3rd- and 4th-generation Bablyonian Amora

Rav Hiyya bar Ami (חייא בר אמי) was a third- and fourth-generation Babylonian Amora.

== Biography ==
His main teacher was Ulla, but he also learned from Rav Chisda and Ḥulfana Seder HaDoroth questions whether his father was a Kohen or not.

One of his colleagues was Rav Yosef bar Hiyya. The Talmud cites a dispute between Rav Hiyya and Rav Yosef regarding the precise measure of a double sit that determines liability for one who whitens on Shabbat.

In several places the Talmud relates that Rav Nachman, Ulla and Avimi bar Pappi were sitting and discussing halakha amongst themselves while Hiyya bar Ami was sitting before them like a student before his teachers. Sometimes he would sit and discuss among them and give answers to their questions.

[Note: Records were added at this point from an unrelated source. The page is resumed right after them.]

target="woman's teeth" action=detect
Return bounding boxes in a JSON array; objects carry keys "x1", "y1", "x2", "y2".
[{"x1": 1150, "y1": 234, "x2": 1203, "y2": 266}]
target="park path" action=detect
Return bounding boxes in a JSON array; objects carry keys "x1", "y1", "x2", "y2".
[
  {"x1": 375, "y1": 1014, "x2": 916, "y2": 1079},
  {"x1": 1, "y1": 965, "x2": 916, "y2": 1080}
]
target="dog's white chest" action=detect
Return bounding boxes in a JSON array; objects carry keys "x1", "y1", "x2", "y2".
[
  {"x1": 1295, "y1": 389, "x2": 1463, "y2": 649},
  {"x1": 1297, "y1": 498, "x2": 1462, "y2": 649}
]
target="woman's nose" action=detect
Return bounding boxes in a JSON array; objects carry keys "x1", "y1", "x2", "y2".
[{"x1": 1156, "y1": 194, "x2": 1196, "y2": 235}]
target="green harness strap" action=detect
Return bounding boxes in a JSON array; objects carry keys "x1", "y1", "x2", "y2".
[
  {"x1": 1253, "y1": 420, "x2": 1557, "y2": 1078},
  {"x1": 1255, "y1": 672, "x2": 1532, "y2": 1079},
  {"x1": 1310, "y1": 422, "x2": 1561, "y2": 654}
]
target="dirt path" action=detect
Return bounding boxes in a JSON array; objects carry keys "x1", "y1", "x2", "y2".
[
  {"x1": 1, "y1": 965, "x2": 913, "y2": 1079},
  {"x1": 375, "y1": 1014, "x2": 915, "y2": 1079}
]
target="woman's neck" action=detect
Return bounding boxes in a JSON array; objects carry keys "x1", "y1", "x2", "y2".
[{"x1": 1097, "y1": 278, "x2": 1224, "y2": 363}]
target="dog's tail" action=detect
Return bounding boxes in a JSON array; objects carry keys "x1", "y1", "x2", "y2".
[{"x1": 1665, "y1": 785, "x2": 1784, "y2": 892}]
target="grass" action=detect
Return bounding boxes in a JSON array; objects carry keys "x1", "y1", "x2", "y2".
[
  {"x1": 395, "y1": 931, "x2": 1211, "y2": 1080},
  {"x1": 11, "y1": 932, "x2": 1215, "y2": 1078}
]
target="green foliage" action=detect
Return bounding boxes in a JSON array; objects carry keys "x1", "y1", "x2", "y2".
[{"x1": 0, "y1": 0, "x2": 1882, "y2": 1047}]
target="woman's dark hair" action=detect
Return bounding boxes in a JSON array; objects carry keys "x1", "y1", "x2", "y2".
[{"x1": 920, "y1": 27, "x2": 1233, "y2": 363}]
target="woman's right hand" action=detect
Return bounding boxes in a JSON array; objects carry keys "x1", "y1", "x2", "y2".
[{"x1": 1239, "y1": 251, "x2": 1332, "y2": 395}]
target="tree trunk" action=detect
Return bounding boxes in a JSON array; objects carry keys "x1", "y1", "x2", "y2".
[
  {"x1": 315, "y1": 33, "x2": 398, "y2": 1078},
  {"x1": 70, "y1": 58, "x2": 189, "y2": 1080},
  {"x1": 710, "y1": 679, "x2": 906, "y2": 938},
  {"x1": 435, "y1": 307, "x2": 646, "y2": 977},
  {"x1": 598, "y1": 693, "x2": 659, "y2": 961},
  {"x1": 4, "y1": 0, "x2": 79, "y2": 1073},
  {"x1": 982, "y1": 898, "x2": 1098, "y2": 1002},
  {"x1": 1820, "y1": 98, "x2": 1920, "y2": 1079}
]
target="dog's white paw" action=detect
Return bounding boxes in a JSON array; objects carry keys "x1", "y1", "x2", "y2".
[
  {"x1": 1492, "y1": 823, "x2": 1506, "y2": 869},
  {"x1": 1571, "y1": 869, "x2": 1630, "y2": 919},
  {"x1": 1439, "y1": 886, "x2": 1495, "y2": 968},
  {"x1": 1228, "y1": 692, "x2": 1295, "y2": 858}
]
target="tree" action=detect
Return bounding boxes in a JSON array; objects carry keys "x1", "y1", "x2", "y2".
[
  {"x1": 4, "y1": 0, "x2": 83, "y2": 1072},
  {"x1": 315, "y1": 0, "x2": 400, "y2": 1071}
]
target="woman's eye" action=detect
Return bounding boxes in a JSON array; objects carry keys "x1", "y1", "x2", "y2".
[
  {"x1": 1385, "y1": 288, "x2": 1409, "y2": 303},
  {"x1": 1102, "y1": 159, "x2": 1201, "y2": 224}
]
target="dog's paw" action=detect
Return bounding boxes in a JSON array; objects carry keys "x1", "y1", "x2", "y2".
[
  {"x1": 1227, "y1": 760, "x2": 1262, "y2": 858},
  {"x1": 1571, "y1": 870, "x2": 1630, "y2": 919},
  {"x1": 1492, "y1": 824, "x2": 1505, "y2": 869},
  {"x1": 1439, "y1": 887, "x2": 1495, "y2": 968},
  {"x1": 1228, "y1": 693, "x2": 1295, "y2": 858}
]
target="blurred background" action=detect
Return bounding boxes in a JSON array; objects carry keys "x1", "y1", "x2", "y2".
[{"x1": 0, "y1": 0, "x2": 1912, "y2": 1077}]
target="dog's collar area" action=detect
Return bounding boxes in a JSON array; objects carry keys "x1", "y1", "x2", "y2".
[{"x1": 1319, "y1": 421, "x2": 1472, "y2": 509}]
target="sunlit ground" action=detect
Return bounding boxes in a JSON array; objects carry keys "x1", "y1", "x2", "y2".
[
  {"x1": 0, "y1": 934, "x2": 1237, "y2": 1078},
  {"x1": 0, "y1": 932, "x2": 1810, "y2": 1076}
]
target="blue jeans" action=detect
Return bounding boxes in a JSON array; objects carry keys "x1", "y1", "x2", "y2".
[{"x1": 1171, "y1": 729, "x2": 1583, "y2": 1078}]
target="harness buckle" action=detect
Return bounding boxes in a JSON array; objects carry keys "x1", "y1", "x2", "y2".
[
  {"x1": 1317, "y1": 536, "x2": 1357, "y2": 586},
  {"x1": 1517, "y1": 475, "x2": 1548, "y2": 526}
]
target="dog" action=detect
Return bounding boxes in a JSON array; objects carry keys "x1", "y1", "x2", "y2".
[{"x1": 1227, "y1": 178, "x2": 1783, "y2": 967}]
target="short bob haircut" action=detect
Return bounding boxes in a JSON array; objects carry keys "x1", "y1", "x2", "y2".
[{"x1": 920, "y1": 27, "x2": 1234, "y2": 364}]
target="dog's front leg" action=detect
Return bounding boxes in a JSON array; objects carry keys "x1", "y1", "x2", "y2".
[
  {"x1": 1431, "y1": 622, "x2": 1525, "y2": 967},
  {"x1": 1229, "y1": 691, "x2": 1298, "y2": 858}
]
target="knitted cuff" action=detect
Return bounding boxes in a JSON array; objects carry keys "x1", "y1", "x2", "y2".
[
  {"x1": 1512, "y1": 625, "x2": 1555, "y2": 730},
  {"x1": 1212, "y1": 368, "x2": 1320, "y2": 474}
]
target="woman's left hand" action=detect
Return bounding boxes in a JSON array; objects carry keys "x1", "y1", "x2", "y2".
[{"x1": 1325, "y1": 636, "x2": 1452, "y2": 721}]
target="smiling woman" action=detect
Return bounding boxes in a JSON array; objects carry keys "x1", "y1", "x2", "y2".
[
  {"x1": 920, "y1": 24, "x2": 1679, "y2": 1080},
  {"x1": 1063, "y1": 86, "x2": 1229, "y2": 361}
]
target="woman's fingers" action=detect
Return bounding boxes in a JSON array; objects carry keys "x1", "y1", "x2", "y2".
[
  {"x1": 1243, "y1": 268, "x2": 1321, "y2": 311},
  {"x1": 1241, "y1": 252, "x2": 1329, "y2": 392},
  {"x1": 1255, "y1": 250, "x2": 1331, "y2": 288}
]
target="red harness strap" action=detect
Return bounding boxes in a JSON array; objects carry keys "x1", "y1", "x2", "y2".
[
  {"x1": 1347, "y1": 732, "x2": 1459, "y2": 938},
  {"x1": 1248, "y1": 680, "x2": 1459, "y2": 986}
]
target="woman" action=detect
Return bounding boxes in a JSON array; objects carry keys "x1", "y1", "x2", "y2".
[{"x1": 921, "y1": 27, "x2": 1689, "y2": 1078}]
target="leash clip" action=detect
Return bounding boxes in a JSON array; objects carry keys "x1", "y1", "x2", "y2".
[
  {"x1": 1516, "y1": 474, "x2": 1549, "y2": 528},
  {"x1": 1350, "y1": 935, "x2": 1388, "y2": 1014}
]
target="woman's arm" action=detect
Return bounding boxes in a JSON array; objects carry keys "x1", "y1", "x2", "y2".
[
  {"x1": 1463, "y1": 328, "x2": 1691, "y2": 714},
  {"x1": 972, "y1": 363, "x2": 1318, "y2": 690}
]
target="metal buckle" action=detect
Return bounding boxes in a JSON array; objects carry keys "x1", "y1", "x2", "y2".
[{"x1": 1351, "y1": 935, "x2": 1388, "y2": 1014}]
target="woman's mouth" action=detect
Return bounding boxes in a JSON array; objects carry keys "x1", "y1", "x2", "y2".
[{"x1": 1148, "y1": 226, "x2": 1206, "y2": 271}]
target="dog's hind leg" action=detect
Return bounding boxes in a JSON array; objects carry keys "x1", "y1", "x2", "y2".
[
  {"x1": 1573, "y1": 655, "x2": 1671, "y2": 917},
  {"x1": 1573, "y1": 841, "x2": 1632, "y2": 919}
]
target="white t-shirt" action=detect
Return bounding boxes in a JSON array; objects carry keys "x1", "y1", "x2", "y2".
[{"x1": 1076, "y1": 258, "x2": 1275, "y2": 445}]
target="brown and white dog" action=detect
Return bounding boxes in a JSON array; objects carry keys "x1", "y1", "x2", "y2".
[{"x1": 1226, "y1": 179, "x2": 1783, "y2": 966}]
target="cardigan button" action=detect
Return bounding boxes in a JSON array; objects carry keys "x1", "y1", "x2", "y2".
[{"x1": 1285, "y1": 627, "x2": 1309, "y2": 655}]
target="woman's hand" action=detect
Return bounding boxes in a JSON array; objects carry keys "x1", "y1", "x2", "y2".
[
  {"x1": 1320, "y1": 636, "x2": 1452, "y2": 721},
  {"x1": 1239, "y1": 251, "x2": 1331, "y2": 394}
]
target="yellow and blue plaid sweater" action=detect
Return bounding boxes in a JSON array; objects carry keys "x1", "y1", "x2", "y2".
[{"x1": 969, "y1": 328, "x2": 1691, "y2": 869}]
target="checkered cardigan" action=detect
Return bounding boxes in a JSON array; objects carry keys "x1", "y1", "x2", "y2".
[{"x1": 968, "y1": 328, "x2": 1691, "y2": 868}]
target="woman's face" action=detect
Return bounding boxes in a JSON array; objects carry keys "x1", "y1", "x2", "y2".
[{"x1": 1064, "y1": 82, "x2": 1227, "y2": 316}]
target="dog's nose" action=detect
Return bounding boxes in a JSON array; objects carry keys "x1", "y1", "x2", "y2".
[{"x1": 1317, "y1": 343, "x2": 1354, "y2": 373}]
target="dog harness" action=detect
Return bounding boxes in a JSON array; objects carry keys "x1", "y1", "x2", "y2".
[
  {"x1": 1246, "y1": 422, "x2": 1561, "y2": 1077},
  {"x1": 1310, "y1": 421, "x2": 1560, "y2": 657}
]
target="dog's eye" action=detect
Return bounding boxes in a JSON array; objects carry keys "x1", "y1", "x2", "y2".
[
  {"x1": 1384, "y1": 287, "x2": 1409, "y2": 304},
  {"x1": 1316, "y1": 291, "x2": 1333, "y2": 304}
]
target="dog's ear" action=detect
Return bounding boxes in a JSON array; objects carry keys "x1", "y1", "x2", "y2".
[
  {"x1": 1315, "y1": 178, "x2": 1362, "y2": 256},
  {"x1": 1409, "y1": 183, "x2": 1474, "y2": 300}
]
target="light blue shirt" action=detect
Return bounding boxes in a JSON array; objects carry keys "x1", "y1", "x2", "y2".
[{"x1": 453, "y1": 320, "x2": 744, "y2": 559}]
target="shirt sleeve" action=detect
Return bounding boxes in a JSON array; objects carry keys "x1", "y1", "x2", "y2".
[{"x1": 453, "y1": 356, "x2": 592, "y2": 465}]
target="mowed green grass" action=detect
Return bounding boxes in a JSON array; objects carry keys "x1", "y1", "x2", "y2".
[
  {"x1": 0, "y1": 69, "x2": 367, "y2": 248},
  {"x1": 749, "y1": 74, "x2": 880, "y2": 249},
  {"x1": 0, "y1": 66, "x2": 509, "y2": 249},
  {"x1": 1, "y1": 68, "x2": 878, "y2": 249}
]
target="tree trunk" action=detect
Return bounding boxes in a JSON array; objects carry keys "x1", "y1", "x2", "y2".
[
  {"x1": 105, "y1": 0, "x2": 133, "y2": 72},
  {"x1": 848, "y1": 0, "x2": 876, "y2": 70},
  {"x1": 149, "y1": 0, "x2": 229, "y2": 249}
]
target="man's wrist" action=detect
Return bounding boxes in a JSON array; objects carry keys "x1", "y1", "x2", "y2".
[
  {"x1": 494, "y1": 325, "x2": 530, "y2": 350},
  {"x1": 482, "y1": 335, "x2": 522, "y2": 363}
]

The Talmud says that Rav Hiyya bar Ami's slave once immersed a gentile woman in a mikveh so he could have relations with her (to purify her from her niddah status). The slave then married the woman and had a daughter with her. The Talmud discusses the status of the woman and her daughter, whether immersion for the sake of niddah is also effective for conversion to Judaism.

== Sayings ==
Most of Rav Hiyya bar Ami's statements are said in the name of Ulla and are in the realm of halacha. The following Aggadic statements of Rav Hiyya bar Ami in the name of Ulla all appear in Berakhot .

- Rabbi Hiyya bar Ami said in the name of Ulla: From the day the Temple was destroyed, the Holy One, blessed is He, has only four cubits of halacha.
- One who benefits from the toil of his hands is greater than one who fears Heaven. For regarding fear of Heaven, the verse states, "Fortunate is the man who fears God," whereas regarding one who benefits from the toil of his hands, the verse states, "When you eat the fruit of your labor you are fortunate and it is good for you." "Fortunate" means in this world. "Good for you" in the world to come. With regard to fear of Heaven it does not say "It will be good for you."
- A person should always live in the place of his teacher, for as long as Shimei ben Gera was alive, Solomon did not marry Pharaoh's daughter.